Butter – it tastes amazing on toast, is essential to baking, and it adds rich flavor to risottos and sauces. But if you’re trying to use less dairy, you might have asked yourself if there’s such a thing as vegan butter.
What Is Butter?
Traditional butter is a product of the animal agriculture industry. It’s made by churning fresh cream or milk to separate the butterfat from the buttermilk. According to the Spruce Eats, it consists of 80 percent less fat, 15 percent water, and 5 percent protein.
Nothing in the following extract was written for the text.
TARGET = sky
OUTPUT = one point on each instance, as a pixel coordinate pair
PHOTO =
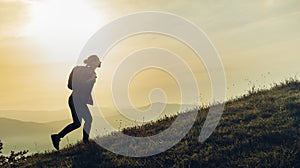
(40, 41)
It’s typically made from cow’s milk, but can also be made from the milk of sheep, goats, buffalo, and other animals.
There are multiple varieties of butter, including sweet cream butter (made from pasteurized cream), raw cream butter (made from unpasteurized, unfermented cream), cultured butter (made from fermented cream), and ghee (clarified butter).
What Is Vegan Butter?
While butter is made from milk, vegan butter is free from animal-based ingredients.
Vegan Butter Ingredients
What is vegan butter made from? It depends on the brand.
Earth Balance, one of the most well-known brands, makes Buttery Sticks made from a blend of palm, canola, soybean, flax, and olive oils. It also makes a soy-free version, which eliminates soybean and flax. Other varieties include Organic Whipped, a soy-free spread made with extra virgin olive oil, an omega-3 rich spread, a coconut oil spread, and European-style buttery spread.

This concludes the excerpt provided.